Cool Facts About the Gorgeted Puffleg
- The Gorgeted Puffleg was discovered in 2005 but it took an additional 2 years before Scientists were able to confirm that it is indeed a new species.
- Incredibly, it is believed that this amazing hummingbird is confined to a mere 10 square kilometres of ideal habitat. Even more incredibly, this habitat is constantly diminishing
- Given the limited habitat, the Gorgeted Puffleg is fighting for their survival and as such they have been listed as “Critically Endangered” on the IUCN Red List.
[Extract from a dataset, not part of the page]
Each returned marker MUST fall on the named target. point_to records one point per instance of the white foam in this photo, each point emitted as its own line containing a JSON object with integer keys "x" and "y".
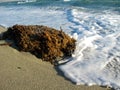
{"x": 96, "y": 59}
The Odd Look of the Gorgeted Puffleg
One look at this bird, you can immediately tell that it is not like any other bird, which is why I am still confused as to how it took 2 years to confirm that it was indeed a new species. You would think the large, white tufts of hair on their legs would give it away. If not the hairy legs then perhaps the bright blue-purple throat patch (also known as a gorget – is their common name making a little more sense now?) would let you know that this is a new hummingbird. I am sure they have a good reason for taking so long, however, it is a good thing they didn’t take too much longer as I am not sure when this stunning bird will move from “Critically Endangered” to “Extinct” but the way things are going, I fear this is just around the corner.
A Very Small Home
So why is this fairly new birds species already sitting on the “Critically Endangered” list? Well, as I mentioned above, it is estimated that this particular species, which is endemic to Columbia, only has 10 square kilometres of suitable habitat. To make things even more difficult, we feel the need to destroy their elfin forest home to make room for additional agriculture fields and illegal cocoa plantations. Just once, I wish we would put our environment before ourselves.
Luckily, there are many great organizations out there such as the Columbia Ministry of Environment, Ecohabits Foundation, The Hummingbird Conservancy and even local residents that have come together to create a conservation plan that will help protect the Gorgeted Puffleg’s unique habitat. Let’s just hope they are able to succeed and that it isn’t too late because I personally would like to ensure the safety of this hairy-legged hummingbird for years to come.